Alix of Hesse ca. 1888

Young Nicholas II of Russia, before he ascended the throne in 1894

Five more years would pass before Princess Alix would return to Russia and see Nicky again. During that visit, the two fell even more deeply in love. Nicky was determined to make Alix his bride.

But Nicky’s parents wouldn’t hear of Nicky marrying a German princess. They hated Germans as did almost every Russian. But Nicky’s parents weren’t just any Russians.  Nicky’s parents were the Romanov rulers of Russia: Tsar Alexander III and Tsarina Marie Feodorovna . They were the Royal Emperor and Empress. Nicky – Nicholas Alexandrovich- being their oldest son – was the Tsarevitch – the heir to the Russian throne.

Alix returned to Germany.

Princess Alix of Hesse, seated, prepares for her first ball. 1889.

More years passed. Love letters written in English flew back and forth between the lovesick pair.

Meanwhile, Nicky carried on a torrid and scandalous three-year affair with the famous Russian ballerina, Mathilda Kschessinska.

Mathilde Kschessinska (1872-1971)

Nevertheless, Nicky’s heart still belonged to Alix.  He wrote in his diary:

It is my dream to one day marry Alix H. I have loved her for a long time, but more deeply and strongly since 1889 when she spent six weeks in Petersburg. For a long time, I have resisted my feeling that my dearest dream will come true.”

Nicky’s parents continued to wage a fierce campaign to find Nicky a suitable bride. The Tsar hoped to land a bigger catch for his son than Princess Alix (even though she was his godchild!), parading a series of royal princesses in front of his son. But Nicky stood firmly against each proposed match, declaring flat out to his folks that he’d become a monk rather than marry anyone ugly and boring when he could have the tall and lovely blue-eyed beauty Princess Alix as his wife and royal consort.

Queen Victoria of the United Kingdom comforts her German granddaughters, the Princesses of Hesse; left to right, Victoria, Ella, and, the youngest, Alix. Their mother, Princess Alice, had just died. Alice was Victoria's second daughter.

Meanwhile, alone in Germany, Alix was equally resolute to marry Nicky, doing her own bit in  turning down royal suitors.

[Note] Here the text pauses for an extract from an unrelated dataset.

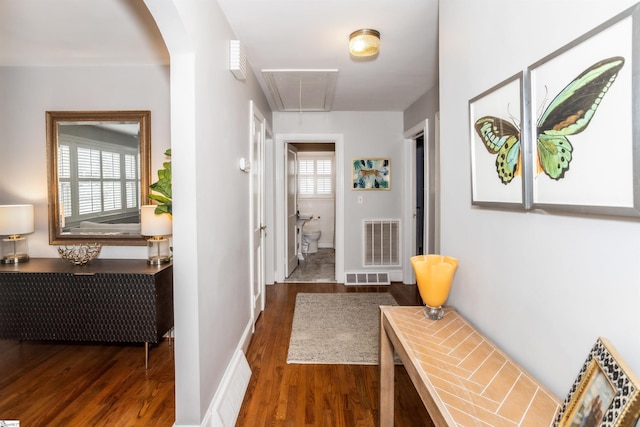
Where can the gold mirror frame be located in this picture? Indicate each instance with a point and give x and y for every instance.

She even stood up to her domineering grandmother, Queen Victoria of the United Kingdom, when the Queen tried to marry her off to her grandson, the Duke of Clarence. Alix declined to marry the Duke stating to “Granny” that she did not love him. Victoria – notorious for her royal matchmaking – surprisingly

“was proud of Alix for standing up to her, something many people, including her own son, the Prince of Wales did not do.”

 
For five years, Tsar Alexander III had stood firmly against his son’s wishes. But, in 1894, he became ill and relented, the couple announcing their engagement in April of 1894.

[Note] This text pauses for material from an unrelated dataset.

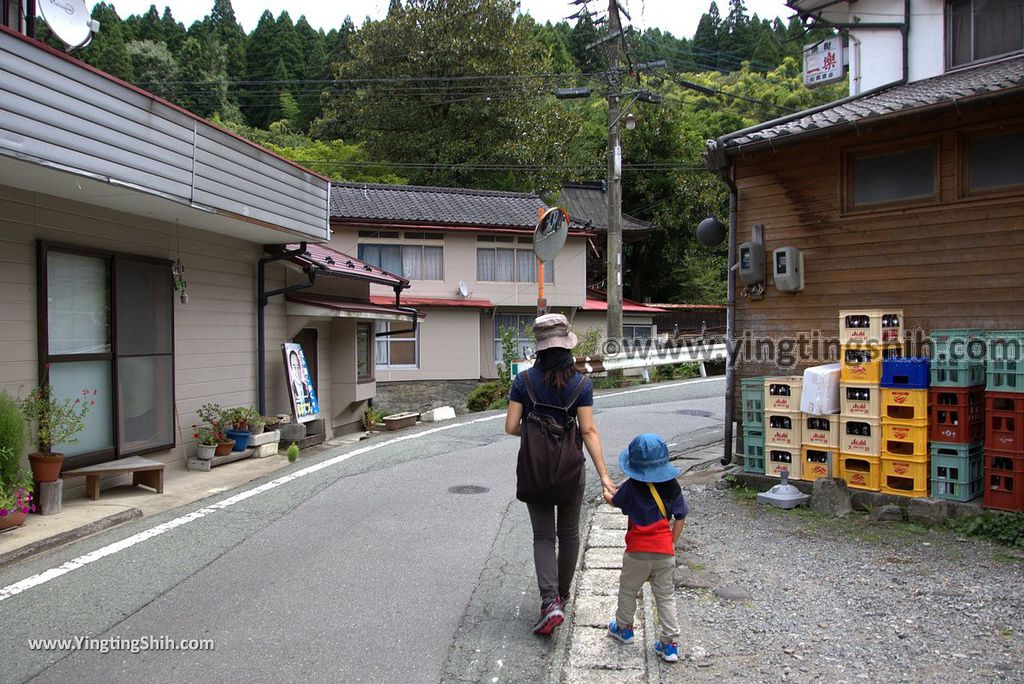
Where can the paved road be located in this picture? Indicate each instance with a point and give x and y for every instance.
(365, 566)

1894 official engagement photo of Princess Alix of Hesse (later Alexandra Feodorovna) and Tsarevitch Nicholas (later Tsar) of Russia

Princess Alix of Hesse-Darmstadt and by Rhine & Tsarevich Nicholas Alexandrovich, London, 1894

Alix, as a requirement for the engagement, converted from Lutheranism to the Russian Orthodox religion and took the Russian name “Alexandra Feodorovna” to strengthen her appeal to the Russian people. Nicholas and Alexandra planned a spring 1895 wedding.

But their plans were thrown in disarray by Alexander’s sudden death in November and Nicholas’s subsequent ascension to the throne as His Imperial Majesty, Tsar Nicholas II. Nicholas insisted that the wedding date be moved forward, as he wanted Alix by his side to help him rule. They married a swift three weeks later. He was 26.  Alix, now called Empress Alexandra,was 22.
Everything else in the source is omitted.